Boleh dikatakan bahwa tantangan utama yang dihadapi pemerintahan daerah di Indonesia (juga negara-negara berkembang lain) adalah bagaimana menciptakan sebuah tata pemerintahan yang baik (good governance) dan pemerintah yang bersih (clean government). Tantangan tersebut muncul karena banyaknya persoalan nyata yang dihadapi oleh pemerintahan daerah dan masyarakat yang belum dapat diselesaikan. Masalah pengangguran, kemisikinan, rendahnya mutu dan kesempatan memperoleh pendidikan, serta rendahnya tingkat kesehatan warga adalah beberapa contoh permasalahan yang dihadapi pemerintah daerah.
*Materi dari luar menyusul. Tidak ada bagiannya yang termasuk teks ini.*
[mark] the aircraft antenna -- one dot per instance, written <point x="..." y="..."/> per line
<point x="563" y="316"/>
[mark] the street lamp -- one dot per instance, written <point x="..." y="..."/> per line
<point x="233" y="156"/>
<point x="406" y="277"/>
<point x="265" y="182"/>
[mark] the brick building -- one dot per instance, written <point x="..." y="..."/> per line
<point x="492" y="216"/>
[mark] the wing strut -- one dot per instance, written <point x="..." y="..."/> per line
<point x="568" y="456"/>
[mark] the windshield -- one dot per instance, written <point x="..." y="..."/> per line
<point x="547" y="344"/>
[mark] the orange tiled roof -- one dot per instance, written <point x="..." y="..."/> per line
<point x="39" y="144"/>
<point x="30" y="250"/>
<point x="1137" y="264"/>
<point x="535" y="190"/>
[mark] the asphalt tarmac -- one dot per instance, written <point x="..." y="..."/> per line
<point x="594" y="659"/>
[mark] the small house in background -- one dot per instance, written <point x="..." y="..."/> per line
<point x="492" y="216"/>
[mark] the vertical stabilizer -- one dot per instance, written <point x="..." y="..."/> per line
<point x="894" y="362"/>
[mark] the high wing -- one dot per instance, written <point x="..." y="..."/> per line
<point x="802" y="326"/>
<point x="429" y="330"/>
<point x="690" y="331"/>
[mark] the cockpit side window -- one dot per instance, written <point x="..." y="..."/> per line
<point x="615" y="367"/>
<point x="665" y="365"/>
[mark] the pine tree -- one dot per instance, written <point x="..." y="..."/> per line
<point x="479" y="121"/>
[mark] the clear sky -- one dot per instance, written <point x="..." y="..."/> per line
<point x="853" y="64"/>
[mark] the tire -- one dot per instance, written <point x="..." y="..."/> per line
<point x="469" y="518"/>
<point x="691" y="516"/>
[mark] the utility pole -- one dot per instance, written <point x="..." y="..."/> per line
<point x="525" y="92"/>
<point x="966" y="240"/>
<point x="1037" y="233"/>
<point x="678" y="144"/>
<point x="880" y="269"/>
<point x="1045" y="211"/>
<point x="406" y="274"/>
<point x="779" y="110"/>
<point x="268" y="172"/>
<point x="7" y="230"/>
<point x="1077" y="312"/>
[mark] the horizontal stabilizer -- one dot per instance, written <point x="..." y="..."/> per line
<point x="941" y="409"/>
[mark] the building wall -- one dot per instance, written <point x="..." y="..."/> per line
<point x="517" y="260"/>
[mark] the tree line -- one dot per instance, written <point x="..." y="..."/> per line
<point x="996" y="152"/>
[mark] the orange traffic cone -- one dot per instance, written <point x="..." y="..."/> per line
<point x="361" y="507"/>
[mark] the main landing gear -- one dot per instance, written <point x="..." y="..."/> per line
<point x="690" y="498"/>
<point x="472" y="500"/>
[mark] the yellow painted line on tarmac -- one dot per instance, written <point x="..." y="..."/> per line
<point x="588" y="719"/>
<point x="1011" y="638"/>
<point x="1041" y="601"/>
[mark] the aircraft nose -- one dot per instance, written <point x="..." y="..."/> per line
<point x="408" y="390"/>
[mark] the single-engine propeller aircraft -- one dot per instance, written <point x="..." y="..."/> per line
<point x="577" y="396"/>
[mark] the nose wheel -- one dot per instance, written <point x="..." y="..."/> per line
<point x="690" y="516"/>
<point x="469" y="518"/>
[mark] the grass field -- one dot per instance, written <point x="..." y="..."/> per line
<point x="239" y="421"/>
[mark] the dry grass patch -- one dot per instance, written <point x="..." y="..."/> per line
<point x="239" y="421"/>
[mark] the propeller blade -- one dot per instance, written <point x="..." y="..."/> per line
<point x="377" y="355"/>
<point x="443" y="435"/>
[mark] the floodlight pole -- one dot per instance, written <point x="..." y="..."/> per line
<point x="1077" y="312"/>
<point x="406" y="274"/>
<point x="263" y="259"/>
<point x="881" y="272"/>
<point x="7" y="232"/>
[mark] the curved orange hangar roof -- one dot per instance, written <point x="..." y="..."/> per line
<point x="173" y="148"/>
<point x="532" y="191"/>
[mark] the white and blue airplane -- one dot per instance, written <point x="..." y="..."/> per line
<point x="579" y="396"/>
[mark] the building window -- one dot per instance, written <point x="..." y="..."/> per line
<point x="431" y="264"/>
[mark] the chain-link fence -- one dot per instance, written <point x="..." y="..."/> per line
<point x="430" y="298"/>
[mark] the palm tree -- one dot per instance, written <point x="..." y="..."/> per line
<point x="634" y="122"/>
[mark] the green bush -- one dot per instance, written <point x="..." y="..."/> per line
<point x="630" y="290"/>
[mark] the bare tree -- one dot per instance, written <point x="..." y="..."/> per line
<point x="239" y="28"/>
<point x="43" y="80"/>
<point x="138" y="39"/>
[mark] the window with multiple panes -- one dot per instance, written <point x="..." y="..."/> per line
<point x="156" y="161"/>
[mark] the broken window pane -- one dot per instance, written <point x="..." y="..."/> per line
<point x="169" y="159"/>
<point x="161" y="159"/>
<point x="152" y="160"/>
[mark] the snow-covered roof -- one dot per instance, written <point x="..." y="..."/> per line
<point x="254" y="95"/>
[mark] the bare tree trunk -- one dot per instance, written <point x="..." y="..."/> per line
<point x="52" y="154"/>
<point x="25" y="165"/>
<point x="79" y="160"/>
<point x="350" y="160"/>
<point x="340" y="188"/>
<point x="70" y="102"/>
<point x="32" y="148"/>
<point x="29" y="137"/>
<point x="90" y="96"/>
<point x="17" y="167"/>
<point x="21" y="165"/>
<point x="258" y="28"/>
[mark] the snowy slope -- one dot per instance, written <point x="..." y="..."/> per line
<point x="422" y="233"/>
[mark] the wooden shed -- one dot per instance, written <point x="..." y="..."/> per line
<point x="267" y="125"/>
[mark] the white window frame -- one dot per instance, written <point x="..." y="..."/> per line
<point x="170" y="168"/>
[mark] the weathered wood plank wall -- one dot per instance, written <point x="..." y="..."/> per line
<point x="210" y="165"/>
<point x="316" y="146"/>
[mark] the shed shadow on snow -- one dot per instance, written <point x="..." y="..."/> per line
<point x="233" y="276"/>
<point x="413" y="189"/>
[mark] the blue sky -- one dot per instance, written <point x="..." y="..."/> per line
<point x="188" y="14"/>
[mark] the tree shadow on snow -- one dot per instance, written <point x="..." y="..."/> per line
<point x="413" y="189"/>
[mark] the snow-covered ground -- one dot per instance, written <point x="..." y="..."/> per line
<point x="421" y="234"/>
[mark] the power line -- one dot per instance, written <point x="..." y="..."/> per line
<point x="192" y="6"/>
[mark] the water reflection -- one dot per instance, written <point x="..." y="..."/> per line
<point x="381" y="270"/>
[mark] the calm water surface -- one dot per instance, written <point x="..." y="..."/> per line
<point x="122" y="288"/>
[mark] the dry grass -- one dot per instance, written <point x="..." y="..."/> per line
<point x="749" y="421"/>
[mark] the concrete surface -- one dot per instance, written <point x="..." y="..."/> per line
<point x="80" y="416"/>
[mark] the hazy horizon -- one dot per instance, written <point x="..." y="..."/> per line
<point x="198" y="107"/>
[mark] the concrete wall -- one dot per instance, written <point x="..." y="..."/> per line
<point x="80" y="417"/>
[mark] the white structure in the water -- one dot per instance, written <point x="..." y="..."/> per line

Banyaknya persoalan yang belum dapat diatasi tersebut sebagian disebabkan oleh absennya fungsi tata pemerintahan yang baik, yang berimbas pada buruknya sistem manajemen pengelolaan pemerintahan. Pemerintahan kabupaten/kota (Pemkab) seharusnya dapat menciptakan ruang bagi masyarakat untuk berpartisipasi, dan kebijakan yang diambil bersifat terbuka (transparan), sehingga pertanggungjawaban pemerintah terhadap publik bersifat objektif dan wajar. Dalam masalah ini, legalisasi transparansi menemukan urgensinya.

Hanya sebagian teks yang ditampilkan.